Ca y est, c’est reparti comme le 12 septembre 2001. On ne se laisse pas le temps de la réflexion face à la violence, comme si celle-ci parlait d’elle-même et détenait les clés de sa propre interprétation, alors que tout est médié par les médias. Dans Le Monde, Jean-Marie Colombani titrait « Nous sommes tous Américains », phrase dont on sait trop bien aujourd’hui qu’elle signifiait « Nous sommes tous impérialistes » et allait justifier l’injustifiable au nom d’une compassion qui nous a été extorquée à longueur d’antenne pour mieux faire perdurer le silence face à la persécution des musulmans et des Arabes, ici et là-bas. Et aujourd’hui, nous devrions tous « être Charlie », nous devrions tous nous identifier à un journal qui a fait du racisme son fonds de commerce, nous devrions tous savoir, avant même d’avoir commencé à réfléchir, où se situe la liberté et où se situe la barbarie. Comme il est commode, et comme il est rassurant de croire être toujours du bon côté...

Les démonstrations de solidarité qui inondent depuis hier les écrans, les espaces publics, les ondes et les journaux, derrière leur trompeuse spontanéité, résonnent étrangement comme une partition déjà jouée.

D’un côté les tenants de la liberté, de l’autre la barbarie qu’il s’agit de pourfendre avec la plus grande détermination : le duel manichéen qui nous est donné en spectacle a toutes les allures d’une croisade, avec cette fois-ci le journal Charlie Hebdo érigé en icône sacrée. Après l’exécution sommaire de 12 personnes dans les locaux de l’hebdomadaire jadis honni de la classe dirigeante, celle-ci fait désormais corps, tous bords confondus, autour de ce nouvel emblème de la liberté face auquel il n’y a d’alternative qu’entre la prosternation et l’hérésie.

Le précédent épisode, réunissant les mêmes protagonistes, s’était joué à la suite des attentats de New York en septembre 2001. Le rôle du Bien était alors campé par l’administration Bush, pieusement relayée par les médias occidentaux, à l’instar du journal Le Monde qui sonnait l’ordre de marche en France : « Nous sommes tous Américains ! ». L’issue est connue : la grande perdante de cette croisade pour la Liberté a été la liberté elle-même. Les guerres « contre le terrorisme », qu’un flux de compassion bien drainé a servi à légitimer, ont eu pour effet de soumettre encore davantage des populations du Moyen-Orient aux empires capitalistes occidentaux.

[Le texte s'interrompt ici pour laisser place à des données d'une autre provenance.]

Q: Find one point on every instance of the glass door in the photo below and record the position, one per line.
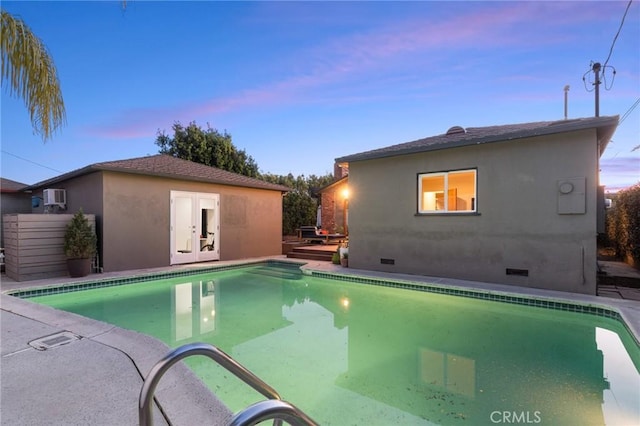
(209, 227)
(195, 227)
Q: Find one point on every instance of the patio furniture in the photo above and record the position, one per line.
(312, 234)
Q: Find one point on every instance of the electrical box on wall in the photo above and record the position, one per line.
(572, 196)
(55, 197)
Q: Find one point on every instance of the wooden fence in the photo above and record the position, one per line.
(34, 245)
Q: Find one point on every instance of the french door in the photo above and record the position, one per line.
(195, 227)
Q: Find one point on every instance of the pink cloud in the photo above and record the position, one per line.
(345, 59)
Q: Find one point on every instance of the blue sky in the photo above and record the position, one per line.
(298, 84)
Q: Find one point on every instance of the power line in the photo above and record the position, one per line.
(631, 108)
(617, 34)
(32, 162)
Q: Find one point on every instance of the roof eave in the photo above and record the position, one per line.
(605, 131)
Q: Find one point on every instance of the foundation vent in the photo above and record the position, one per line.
(58, 339)
(518, 272)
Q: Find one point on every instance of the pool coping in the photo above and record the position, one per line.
(136, 345)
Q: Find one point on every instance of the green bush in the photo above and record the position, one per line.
(623, 224)
(79, 238)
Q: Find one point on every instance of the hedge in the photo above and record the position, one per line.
(623, 225)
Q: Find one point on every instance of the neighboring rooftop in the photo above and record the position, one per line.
(458, 136)
(8, 185)
(167, 166)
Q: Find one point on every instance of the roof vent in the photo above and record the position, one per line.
(456, 130)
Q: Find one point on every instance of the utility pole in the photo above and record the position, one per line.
(566, 101)
(596, 70)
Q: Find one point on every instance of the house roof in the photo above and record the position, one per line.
(8, 185)
(334, 184)
(459, 137)
(171, 167)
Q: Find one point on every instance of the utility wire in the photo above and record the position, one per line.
(617, 34)
(631, 108)
(32, 162)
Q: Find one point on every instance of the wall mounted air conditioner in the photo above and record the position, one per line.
(55, 197)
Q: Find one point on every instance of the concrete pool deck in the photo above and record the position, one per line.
(97, 375)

Pendant ce temps, à l’intérieur des pays occidentaux et ailleurs, les mêmes attentats, avec une peur du « péril islamique » soigneusement entretenue par les mêmes médias, ont conduit et conduisent encore à faire adopter des lois liberticides.

D’une part, celles-ci visent à réprimer la contestation de l’ordre économique et politique établi [1], si bien qu’au fur et à mesure de l’adoption de nouvelles lois dites « anti-terroristes », les actes de désobéissance susceptibles de tomber sous le chef d’accusation de « terrorisme » sont de plus en plus nombreux, ouvrant la voie à l’arbitraire et au terrorisme d’Etat [2]. Selon la législation européenne, il suffit pour cela de « menacer » de « contraindre indûment des pouvoirs publics ou une organisation internationale à accomplir ou à s’abstenir d’accomplir un acte quelconque » (Convention du Conseil de l’Europe pour la prévention du terrorisme, 16 mai 2005). Il y a deux mois, les députés français ont renforcé cet arsenal législatif en y ajoutant, au titre du délit d’« entreprise terroriste individuelle », le simple fait de « consulter habituellement un ou plusieurs services de communication au public en ligne provoquant directement à la commission d’actes de terrorisme ou en faisant l’apologie ».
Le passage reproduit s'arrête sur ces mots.